One of the biggest parts of Nino’s job is to be out in the field (that means he is out in the real world rather than sitting in an office) collecting data on the animals he is studying. A lot of this is tracking the meerkats and recording the information. Nino will need to use statistics to analyse it and look for patterns, or trends. He may also need to be able to find averages of the data he collects in order to draw conclusions.
Nino has to be able to measure the amount of rainfall to see whether this affects the meerkats. He may also have to be able to measure things such as the quantity of food available to them, or the distance that they cover, and may need to convert between metric measurements (millimetres, centimetres, grams, kilograms etc) and imperial measurements (ounces, pounds, feet, yards etc).
While he is observing meerkats, Nino may have to be quite fast with his mental maths. Because animals move quickly, he might need to count them before they disappear. This means that he needs to be able to count in multiples, and he also needs to be able to add or subtract those numbers in his head. He may also need to multiply or divide, especially if he’s looking at litters of meerkats and making predictions.

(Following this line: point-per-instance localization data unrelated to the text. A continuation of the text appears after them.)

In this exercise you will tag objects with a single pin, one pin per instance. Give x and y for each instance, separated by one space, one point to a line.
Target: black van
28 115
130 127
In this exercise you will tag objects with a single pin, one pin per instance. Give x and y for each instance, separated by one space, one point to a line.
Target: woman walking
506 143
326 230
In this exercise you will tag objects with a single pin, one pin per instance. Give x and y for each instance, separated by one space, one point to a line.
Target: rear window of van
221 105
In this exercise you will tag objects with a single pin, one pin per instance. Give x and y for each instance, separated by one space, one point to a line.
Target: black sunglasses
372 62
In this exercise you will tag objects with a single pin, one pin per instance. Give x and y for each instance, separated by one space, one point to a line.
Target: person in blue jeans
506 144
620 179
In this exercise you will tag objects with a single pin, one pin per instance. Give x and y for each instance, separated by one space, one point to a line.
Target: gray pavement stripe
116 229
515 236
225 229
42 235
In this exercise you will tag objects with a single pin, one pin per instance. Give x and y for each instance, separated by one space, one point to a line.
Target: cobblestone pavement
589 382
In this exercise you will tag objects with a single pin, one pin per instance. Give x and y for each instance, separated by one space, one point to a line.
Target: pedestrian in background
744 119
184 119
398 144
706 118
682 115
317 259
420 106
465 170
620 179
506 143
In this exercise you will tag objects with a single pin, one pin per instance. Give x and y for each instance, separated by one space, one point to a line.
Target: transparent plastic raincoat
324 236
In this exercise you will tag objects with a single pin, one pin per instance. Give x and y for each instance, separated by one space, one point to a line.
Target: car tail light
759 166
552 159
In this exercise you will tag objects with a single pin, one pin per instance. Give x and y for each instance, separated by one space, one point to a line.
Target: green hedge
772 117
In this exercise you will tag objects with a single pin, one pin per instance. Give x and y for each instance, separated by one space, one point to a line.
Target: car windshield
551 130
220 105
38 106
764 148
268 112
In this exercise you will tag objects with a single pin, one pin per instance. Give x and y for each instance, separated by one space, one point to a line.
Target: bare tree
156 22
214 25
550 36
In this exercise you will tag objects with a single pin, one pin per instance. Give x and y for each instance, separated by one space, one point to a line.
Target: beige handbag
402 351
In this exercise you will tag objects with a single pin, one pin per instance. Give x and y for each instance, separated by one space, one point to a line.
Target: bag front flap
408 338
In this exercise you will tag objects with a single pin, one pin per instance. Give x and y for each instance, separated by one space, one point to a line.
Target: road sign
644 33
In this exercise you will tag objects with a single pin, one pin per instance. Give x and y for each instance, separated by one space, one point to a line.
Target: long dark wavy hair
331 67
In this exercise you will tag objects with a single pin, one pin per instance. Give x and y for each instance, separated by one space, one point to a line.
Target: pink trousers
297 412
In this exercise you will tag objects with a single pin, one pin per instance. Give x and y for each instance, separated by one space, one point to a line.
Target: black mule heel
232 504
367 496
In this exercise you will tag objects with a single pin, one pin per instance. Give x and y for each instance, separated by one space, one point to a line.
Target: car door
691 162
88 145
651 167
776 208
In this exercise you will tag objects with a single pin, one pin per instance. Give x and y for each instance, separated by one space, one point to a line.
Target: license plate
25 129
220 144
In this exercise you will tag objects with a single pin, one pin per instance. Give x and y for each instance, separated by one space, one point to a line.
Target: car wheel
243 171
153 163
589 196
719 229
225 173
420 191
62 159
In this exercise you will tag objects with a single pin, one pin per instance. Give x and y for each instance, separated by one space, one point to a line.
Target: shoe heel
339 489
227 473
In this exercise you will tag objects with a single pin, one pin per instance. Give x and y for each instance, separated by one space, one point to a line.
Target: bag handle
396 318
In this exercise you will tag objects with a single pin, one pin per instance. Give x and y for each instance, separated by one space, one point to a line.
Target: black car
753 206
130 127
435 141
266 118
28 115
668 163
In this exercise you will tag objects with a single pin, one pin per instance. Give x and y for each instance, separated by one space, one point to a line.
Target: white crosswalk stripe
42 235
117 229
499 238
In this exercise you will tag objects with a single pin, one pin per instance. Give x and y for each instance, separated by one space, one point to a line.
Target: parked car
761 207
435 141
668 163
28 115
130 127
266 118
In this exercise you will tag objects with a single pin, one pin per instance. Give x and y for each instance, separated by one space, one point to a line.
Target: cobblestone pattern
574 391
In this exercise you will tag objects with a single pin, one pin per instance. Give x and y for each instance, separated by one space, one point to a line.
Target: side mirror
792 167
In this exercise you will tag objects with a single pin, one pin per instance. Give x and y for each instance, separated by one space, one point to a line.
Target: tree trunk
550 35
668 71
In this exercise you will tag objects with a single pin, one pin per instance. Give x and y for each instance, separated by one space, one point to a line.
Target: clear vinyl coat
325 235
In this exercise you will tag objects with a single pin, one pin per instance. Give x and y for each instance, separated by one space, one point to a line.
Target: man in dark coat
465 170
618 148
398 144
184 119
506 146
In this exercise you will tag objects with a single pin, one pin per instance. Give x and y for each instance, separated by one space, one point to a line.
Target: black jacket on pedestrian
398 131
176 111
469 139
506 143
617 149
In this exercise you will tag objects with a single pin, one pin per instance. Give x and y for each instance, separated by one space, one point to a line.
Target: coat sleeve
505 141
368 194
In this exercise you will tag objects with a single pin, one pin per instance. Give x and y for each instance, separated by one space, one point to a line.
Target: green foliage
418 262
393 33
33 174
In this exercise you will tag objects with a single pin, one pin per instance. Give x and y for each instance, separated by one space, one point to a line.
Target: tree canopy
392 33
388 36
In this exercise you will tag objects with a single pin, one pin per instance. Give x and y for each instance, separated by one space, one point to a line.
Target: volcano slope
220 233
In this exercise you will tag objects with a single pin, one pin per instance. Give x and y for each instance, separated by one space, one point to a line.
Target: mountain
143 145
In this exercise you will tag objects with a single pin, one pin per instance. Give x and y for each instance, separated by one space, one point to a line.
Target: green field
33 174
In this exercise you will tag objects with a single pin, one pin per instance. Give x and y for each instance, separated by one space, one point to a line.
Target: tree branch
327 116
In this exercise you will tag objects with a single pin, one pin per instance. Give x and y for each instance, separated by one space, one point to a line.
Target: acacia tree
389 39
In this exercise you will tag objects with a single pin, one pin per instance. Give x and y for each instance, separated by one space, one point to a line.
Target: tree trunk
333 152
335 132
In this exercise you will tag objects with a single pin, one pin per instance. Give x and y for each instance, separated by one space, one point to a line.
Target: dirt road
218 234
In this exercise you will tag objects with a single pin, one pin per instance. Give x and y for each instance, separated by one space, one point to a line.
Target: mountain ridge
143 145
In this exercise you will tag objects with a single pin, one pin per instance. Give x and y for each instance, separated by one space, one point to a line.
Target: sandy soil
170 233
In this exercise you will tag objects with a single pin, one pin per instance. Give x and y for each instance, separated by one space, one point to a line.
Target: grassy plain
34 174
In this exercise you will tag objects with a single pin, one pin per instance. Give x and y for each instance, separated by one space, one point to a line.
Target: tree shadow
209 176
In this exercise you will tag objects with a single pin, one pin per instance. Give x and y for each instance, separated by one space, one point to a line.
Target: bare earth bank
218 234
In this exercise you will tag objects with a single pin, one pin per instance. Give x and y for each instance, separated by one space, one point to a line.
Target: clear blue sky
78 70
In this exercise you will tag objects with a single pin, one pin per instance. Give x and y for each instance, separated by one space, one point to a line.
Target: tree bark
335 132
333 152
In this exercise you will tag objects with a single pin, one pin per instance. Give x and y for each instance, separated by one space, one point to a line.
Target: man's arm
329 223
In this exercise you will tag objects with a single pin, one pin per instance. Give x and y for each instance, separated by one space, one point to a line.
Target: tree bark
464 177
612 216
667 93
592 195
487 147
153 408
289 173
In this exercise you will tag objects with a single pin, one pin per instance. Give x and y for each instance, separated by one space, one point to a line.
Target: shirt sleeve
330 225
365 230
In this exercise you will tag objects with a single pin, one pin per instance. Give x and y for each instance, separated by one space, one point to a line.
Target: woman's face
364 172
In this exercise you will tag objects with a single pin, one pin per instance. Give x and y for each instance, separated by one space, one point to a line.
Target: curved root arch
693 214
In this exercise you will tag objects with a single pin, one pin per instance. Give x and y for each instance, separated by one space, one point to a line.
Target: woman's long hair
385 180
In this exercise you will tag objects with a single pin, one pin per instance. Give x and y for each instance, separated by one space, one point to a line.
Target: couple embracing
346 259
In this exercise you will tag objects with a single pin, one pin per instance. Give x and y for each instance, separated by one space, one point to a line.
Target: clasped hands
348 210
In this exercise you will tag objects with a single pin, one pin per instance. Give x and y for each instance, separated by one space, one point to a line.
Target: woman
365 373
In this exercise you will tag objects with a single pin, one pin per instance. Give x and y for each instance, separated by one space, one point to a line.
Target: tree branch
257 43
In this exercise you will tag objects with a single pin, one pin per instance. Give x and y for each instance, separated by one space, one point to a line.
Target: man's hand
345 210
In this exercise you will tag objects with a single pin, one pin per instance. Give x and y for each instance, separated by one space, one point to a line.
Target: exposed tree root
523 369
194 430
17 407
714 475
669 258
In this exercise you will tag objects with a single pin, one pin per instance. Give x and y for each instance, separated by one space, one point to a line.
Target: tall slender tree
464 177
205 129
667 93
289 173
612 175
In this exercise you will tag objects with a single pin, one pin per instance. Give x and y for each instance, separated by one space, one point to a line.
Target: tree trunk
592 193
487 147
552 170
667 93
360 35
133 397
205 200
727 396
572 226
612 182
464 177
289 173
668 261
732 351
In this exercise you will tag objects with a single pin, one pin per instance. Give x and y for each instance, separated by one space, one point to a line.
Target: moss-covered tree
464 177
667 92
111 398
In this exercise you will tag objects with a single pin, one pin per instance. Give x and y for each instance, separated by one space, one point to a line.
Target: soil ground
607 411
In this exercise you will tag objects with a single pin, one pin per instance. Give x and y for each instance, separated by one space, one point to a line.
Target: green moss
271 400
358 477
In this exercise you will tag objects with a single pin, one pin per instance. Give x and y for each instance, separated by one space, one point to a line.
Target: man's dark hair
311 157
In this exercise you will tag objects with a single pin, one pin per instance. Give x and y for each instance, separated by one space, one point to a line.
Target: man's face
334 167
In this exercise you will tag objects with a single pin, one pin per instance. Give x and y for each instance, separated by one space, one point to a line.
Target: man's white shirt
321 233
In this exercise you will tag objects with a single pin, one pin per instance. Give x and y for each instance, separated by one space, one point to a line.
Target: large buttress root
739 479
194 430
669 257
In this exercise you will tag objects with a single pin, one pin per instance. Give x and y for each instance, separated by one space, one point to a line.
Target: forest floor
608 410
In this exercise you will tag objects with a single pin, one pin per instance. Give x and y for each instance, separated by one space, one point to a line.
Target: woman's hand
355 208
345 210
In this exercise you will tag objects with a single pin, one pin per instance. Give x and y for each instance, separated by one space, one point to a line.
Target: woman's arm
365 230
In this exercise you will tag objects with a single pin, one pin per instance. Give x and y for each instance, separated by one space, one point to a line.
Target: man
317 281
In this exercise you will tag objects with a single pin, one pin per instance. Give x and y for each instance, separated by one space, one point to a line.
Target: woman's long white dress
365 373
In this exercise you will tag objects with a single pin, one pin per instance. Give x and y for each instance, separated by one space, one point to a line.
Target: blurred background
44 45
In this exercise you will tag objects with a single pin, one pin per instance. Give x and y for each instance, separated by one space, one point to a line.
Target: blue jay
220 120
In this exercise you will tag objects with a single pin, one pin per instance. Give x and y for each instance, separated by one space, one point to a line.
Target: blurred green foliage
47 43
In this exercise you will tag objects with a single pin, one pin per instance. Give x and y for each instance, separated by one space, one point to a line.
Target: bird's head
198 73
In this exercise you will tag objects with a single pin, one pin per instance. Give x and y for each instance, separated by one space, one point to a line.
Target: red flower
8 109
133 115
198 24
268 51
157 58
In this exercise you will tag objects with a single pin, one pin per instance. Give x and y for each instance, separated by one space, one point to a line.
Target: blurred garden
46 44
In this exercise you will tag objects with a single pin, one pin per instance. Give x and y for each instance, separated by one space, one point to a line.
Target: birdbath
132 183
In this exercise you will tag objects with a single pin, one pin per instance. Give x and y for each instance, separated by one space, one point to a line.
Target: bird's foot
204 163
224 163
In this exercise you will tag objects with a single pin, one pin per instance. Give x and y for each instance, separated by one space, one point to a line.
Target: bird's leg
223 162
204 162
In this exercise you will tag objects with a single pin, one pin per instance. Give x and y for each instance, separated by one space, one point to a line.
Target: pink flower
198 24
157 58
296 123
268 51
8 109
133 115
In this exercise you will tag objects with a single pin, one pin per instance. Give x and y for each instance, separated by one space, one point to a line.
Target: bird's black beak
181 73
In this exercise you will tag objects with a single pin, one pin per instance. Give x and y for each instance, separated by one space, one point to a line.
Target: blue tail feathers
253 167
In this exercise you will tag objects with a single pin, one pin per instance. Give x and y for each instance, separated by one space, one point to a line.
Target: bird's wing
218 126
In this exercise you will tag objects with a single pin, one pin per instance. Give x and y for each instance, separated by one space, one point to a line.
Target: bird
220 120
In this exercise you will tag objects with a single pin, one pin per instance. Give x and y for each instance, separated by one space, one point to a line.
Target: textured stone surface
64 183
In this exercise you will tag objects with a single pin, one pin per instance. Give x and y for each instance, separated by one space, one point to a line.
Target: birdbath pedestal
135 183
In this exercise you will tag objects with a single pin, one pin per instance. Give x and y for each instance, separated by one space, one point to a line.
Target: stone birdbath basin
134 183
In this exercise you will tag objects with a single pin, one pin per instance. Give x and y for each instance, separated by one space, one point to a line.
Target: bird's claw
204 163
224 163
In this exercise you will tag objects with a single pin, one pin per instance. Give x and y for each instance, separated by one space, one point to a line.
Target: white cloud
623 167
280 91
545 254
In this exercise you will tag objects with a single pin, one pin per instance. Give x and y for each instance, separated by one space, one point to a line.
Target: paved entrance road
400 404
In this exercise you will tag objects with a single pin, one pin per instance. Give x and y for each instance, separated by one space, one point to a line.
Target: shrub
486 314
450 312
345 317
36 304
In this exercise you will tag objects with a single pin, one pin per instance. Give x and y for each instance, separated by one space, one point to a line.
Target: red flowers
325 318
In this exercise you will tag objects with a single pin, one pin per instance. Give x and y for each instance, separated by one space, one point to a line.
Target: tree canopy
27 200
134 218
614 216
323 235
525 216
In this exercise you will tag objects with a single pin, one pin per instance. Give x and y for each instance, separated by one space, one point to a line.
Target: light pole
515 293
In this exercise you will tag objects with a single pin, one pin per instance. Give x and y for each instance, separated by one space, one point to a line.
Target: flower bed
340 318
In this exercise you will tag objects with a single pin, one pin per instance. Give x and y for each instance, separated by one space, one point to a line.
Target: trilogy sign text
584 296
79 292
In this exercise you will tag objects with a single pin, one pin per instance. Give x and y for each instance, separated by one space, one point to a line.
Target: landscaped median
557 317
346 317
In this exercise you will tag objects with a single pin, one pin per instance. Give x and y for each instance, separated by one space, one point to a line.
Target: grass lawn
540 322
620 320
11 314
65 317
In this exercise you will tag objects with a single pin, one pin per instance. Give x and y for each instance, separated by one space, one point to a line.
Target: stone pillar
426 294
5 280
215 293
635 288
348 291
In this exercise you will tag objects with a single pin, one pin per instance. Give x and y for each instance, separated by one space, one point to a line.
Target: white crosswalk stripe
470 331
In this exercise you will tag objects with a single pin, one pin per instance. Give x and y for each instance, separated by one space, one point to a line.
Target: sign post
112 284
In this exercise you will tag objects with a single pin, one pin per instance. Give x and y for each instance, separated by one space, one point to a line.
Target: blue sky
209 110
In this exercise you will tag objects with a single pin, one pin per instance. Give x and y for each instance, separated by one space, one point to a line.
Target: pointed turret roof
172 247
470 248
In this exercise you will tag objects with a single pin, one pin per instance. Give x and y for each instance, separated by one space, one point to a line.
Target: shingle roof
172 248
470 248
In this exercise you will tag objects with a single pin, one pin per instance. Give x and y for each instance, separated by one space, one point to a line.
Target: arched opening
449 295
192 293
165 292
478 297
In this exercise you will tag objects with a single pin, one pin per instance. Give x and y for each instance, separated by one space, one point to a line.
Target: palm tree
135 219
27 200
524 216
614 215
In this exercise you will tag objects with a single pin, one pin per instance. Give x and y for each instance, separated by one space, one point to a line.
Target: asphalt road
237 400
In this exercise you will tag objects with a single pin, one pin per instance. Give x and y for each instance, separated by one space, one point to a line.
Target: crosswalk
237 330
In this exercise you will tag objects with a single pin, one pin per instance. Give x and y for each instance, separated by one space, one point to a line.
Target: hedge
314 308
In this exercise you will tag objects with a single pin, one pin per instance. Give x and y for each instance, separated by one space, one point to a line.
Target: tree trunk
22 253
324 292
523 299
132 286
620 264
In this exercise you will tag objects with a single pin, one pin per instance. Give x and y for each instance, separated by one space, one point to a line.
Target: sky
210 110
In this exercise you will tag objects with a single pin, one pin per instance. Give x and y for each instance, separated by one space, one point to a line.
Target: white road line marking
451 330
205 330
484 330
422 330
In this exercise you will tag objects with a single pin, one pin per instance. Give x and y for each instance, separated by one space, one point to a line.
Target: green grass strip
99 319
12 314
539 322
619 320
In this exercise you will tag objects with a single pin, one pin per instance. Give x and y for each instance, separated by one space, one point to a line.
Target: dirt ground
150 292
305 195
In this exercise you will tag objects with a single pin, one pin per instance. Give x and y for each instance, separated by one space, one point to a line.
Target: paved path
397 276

Fractions and percentages:
When Nino has finished measuring, counting, recording and analysing his data, he has to write a report which tells people what he has found. He might use fractions and percentages in his report to explain trends. For example, one fact about meerkats is that they live in groups (called mobs) of between three to 50, and it’s usually one male and one female meerkat who have 90% of the baby meerkats in the whole group!